可自一个月前,神乌双翅养好后,其就屡屡试图逃窜,便是王上所谓的与其人言也并不管用。

也就这些日来,像是认命了一般,不逃窜了。

但总归,他们这些宫室还是要注意下。上次神乌逃出宫室,王上发了好一通火。
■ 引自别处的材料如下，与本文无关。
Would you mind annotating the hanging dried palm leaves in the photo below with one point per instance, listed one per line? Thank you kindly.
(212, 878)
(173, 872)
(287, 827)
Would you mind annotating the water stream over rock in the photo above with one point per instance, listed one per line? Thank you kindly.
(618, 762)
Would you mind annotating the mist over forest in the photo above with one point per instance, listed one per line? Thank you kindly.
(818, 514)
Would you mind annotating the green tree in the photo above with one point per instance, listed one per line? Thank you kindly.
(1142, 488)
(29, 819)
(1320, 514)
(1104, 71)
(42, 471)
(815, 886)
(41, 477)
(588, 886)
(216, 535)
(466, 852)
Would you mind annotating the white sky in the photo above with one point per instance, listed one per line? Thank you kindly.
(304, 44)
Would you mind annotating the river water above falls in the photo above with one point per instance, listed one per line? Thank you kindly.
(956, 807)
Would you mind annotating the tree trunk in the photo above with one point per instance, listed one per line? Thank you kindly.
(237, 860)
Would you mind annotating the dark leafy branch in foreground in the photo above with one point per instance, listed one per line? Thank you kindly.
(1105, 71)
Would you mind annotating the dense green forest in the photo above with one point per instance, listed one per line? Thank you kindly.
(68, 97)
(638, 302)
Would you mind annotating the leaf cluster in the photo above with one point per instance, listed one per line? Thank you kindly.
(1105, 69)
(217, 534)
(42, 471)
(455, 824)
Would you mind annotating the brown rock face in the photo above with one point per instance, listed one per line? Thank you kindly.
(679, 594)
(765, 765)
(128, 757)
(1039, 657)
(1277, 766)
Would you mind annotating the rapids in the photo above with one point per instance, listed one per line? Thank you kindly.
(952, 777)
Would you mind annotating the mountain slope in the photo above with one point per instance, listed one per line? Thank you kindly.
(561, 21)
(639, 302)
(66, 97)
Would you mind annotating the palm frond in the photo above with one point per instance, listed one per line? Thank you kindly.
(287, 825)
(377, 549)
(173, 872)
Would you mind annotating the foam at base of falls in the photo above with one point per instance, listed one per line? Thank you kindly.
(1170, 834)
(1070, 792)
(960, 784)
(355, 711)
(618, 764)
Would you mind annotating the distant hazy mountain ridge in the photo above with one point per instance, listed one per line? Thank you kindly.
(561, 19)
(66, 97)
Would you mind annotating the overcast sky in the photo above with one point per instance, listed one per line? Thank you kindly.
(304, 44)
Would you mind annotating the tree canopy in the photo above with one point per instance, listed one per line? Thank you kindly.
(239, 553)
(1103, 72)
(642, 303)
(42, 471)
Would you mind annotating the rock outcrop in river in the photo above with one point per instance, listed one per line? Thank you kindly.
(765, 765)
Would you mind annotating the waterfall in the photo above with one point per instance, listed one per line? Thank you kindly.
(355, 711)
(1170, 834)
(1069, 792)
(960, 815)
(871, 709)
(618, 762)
还处死了一位不察的宫人,

虽不知王上为何这般珍视此鸟,这些宫人还是不愿去拿命去试。

宫室内,待女侍近人离去,

姬宜臼看着飞起落在鸟架上的天命鸦,道:

“老朋友,好久没来和你叙旧了,不知你那边,我母后褒姒,还善否?

“及我那幼弟伯服,善否?”

姬宜臼目视那鸟架上的天命鸦,看着其左眼亮起了一抹微光。

如果是数月前,他会觉得这是天上之神鸦魂降。

可登顶天子之位,并且得到镐京诸多投靠卿士,得到各方消息来源的他,

在某一天,

听说了他先父周幽王身旁曾有那么一个异人,其可预知未来,且言及各方动向上,鞭辟入里。

更甚的是,此异人可驱使大鸟,造成人市动乱。

而更巧的是,神鸟降临镐京城头那日,此人也借此带了千余宫奴,出了京。

诸多巧合下来,谁得利,谁主谋,

姬宜臼要是再猜不出这天命鸦到底是谁的把戏,那他也太过眼瞎不是。

“老朋友,其实你承不承认并不重要,就像孤母后褒姒与幼弟伯服是否还活着,对孤,也没那么重要一般。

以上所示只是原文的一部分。